= Two-price advertising =

Form of deceptive advertising

Two-price advertising is the sales and marketing practice of showing customers two prices, a supposed normal price and a lower price, which is claimed to be a special offer or discount, but in fact, the stated normal price is a fiction.

The idea of two-price advertising is to present an apparent saving, usually very substantial, as a way to attract customers. The term two-price advertising refers only to those cases where the "normal" price claimed is designed to deceive.

Regulatory treatment of the practice varies around the world. A clear deception, it is likely to come under false advertising or fair trading laws. The practice normally takes place only in retail marketing.

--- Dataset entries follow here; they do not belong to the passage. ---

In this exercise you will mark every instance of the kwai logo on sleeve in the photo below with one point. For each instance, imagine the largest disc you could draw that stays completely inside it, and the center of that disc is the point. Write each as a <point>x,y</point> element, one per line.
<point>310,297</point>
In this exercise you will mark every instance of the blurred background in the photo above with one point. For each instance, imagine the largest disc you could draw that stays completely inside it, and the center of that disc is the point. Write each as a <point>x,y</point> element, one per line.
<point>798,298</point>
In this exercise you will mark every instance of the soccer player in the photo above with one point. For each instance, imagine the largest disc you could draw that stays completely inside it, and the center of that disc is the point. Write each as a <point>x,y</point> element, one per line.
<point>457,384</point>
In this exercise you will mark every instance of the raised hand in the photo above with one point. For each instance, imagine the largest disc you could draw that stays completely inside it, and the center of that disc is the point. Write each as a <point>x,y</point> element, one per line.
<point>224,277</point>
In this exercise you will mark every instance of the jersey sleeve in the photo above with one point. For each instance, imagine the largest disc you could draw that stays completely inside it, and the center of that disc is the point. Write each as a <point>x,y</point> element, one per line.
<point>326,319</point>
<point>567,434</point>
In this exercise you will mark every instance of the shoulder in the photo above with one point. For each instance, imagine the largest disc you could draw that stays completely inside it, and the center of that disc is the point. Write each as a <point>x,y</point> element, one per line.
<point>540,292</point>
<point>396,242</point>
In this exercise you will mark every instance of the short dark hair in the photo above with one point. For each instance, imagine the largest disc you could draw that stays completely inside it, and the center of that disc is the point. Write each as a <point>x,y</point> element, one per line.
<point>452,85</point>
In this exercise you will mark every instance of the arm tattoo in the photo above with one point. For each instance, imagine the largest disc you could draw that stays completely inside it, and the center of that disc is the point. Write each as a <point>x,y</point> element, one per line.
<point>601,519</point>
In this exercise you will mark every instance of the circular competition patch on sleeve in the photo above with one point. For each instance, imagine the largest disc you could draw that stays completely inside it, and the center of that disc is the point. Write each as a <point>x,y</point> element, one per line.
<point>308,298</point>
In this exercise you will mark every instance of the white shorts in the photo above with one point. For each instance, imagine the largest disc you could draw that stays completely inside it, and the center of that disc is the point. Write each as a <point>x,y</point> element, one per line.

Certain industries tend to be more prone to it than others.

== Australia ==

In Australia, two-price advertising comes under the Competition and Consumer Act 2010 as misleading conduct. The Australian Competition & Consumer Commission (ACCC) is responsible for enforcing that act and cooperates with the various state-government departments of fair trading or consumer protection which also investigate such matters. For example, ahead of Mother's Day, in 2006, the ACCC and state authorities issued joint warnings about jewelry prices shown in catalogues. Jewelry and carpet rugs seem to be industries frequently associated with two-price advertising.

In 2002, the now-defunct retail chain Allans Music was prosecuted by the ACCC over a catalogue that it issued in 2000, showing musical instruments at prices heavily discounted from stated normal prices. They pleaded guilty to 9 of the 18 counts and were fined $80,000. The court was satisfied the "was" prices shown were not prices that had been offered prior to the sale.

One point the case illustrated was that a disclaimer in a catalogue may not be a defence. Allans had fine print saying the savings were off recommended retail prices (RRPs) but that was only suppliers' recommendations. Allans chose not to rely on it as a defence or as mitigation on legal advice. Justice Tamberlin described that fine print as "obscure and totally inadequate". In fact, the disclaimer worked against the company, as it indicated to the judge that Allans knew that their claims needed an explanation, and so were not an accident.